# Adding SNOTEL meta-data and moving meta-data to new bucket

We will use these utility to add the SNOTEL station information into the meta-data for USGS sites. Then we will transfer the meta-data file to a new GCP project called `hydro-earthnet-db` into a bucket called `flow_hydro_2_data`.

In [4]:
import json
import requests
from math import radians, sin, cos, asin, sqrt

def haversine(lon1, lat1, lon2, lat2):
  """
  Calculate the great circle distance between two points
  on the earth (specified in decimal degrees). In kilometers
  """
  # convert decimal degrees to radians
  lon1, lat1, lon2, lat2 = map(radians, [lon1, lat1, lon2, lat2])

  # haversine formula
  dlon = lon2 - lon1
  dlat = lat2 - lat1
  a = sin(dlat/2)**2 + cos(lat1) * cos(lat2) * sin(dlon/2)**2
  c = 2 * asin(sqrt(a))
  r = 6371 # Radius of earth in kilometers.

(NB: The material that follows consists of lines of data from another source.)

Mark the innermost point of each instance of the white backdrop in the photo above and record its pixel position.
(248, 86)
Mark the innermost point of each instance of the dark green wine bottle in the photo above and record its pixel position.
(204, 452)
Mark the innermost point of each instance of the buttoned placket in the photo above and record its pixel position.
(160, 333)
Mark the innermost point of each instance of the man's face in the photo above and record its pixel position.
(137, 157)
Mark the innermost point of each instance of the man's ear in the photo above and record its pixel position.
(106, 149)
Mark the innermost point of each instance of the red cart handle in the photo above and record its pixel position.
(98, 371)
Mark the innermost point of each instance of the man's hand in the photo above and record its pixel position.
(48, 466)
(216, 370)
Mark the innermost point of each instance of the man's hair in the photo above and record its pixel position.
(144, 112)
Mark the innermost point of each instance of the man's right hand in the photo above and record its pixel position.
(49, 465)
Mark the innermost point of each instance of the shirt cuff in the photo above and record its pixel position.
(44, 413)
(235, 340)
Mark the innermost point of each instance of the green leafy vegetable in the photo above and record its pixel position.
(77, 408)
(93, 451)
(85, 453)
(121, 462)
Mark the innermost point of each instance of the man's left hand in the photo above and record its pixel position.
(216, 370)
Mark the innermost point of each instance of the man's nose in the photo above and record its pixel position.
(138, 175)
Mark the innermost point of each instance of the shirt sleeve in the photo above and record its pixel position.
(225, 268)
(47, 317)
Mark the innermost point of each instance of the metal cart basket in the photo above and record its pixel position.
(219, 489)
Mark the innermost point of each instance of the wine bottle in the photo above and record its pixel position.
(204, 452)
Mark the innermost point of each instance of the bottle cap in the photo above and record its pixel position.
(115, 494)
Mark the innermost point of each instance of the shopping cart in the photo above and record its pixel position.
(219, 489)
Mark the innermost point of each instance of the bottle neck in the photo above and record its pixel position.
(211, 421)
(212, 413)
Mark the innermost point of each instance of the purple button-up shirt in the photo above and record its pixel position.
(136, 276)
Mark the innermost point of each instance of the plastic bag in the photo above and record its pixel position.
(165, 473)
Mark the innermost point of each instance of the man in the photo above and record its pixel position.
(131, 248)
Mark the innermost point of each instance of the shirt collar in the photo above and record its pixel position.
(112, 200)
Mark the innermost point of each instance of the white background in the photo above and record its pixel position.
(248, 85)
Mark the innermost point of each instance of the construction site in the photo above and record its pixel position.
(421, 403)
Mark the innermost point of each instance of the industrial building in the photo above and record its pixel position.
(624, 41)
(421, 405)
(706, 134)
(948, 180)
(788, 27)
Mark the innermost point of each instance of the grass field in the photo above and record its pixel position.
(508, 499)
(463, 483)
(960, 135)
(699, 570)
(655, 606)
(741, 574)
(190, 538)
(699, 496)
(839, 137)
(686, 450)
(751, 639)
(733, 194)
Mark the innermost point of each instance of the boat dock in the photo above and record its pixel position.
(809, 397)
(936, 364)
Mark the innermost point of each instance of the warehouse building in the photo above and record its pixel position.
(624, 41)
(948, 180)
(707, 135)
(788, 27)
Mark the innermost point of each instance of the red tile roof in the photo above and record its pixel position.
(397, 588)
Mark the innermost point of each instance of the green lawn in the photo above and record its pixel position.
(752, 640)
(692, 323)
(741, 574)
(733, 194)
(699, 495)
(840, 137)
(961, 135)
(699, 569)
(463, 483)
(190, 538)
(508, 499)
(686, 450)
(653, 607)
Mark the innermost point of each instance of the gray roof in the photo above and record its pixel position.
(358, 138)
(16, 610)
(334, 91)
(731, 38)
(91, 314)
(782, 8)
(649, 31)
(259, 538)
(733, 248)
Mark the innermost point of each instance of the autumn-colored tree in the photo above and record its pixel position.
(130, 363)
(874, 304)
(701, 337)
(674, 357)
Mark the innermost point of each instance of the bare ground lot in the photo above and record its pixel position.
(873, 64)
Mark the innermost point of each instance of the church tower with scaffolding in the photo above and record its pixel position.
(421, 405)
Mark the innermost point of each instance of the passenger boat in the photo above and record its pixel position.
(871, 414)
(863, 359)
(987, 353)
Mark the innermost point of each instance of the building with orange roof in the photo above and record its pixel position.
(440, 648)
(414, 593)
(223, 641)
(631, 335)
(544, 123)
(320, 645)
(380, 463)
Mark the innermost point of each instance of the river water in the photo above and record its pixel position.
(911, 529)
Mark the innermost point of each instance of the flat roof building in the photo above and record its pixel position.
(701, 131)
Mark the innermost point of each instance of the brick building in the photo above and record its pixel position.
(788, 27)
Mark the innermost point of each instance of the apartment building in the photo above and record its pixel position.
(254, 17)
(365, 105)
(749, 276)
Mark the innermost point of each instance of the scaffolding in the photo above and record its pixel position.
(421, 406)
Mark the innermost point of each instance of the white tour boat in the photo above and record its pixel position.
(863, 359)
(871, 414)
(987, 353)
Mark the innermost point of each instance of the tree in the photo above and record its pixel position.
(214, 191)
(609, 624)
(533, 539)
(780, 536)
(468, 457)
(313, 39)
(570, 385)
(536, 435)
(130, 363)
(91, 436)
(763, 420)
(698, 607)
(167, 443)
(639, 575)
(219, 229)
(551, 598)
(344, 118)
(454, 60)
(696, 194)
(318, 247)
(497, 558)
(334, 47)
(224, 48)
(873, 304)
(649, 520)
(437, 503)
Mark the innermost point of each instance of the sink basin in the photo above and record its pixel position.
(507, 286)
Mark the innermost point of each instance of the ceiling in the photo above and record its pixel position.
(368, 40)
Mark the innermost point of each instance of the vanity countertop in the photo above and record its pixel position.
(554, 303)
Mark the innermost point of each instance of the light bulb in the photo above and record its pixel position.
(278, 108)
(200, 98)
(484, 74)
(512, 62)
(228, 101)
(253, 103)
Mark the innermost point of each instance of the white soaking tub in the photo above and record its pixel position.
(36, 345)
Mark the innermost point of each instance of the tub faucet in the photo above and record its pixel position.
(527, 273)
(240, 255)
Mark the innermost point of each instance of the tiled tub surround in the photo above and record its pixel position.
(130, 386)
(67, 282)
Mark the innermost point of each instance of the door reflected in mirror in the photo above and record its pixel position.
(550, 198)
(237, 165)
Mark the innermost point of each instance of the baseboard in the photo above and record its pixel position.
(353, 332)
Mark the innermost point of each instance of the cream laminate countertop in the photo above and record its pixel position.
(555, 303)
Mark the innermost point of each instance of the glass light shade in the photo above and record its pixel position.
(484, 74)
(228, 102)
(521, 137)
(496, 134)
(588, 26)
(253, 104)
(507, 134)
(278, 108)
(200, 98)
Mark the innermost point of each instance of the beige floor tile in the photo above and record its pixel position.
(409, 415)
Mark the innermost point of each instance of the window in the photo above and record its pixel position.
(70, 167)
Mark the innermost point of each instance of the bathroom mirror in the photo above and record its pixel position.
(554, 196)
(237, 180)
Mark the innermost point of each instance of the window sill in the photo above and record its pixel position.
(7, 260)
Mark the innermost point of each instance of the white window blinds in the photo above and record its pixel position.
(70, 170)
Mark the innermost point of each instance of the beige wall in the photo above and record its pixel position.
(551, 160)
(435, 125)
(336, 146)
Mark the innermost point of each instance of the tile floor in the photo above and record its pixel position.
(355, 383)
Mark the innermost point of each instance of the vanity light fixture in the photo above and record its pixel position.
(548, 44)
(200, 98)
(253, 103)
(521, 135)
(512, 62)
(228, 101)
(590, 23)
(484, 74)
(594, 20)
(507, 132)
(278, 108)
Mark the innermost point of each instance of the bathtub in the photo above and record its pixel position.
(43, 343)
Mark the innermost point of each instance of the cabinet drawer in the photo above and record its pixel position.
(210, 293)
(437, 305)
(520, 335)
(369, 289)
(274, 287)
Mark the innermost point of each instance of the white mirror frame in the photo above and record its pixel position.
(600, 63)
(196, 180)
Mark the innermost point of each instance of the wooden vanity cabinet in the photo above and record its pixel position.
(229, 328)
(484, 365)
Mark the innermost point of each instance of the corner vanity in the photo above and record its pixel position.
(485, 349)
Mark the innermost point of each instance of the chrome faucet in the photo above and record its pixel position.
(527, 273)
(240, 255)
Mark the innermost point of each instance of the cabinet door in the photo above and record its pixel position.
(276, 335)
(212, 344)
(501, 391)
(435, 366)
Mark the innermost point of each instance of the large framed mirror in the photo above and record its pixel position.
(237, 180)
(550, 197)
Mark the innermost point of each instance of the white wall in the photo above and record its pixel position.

Use 3956 for miles
  return c * r

def add_snotel_station_meta(meta_data_path, threshold = 200):
  """
  meta_data_path:
  threshold: is max distance to associate SNOTEL site in kilometers
  """
  with open(meta_data_path) as f:
    meta_data_file = json.load(f)
  lat = meta_data_file["latitude"]
  long1 = meta_data_file["logitude"]
  base_url = "https://powderlines.kellysoftware.org/api/closest_stations?lat={}&lng={}"
  response = requests.get(base_url.format(lat, long1)) # https://powderlines.kellysoftware.org/api/closest_stations?lat=39.7392&lng=-104.9903&count=3&data=true&days=3
  sno_response_json = json.loads(response.text)
  lat_close_station = sno_response_json[0]["station_information"]["location"]["lat"]
  print(sno_response_json)
  long_close_station = sno_response_json[0]["station_information"]["location"]["lng"]
  dis = haversine(lat, long1, lat_close_station, long_close_station)
  print(dis)
  if dis > 330:
    print("No close SNOTEL site distance is: " + str(dis))
  else:
    meta_data_file["snotel"] = sno_response_json[0]["station_information"]
  return meta_data_file

Lets copy the existing meta data files

In [1]:
from google.colab import auth
from datetime import datetime
auth.authenticate_user()
!gsutil -m cp -r gs://predict_cfs/gage_revised/final_metadata .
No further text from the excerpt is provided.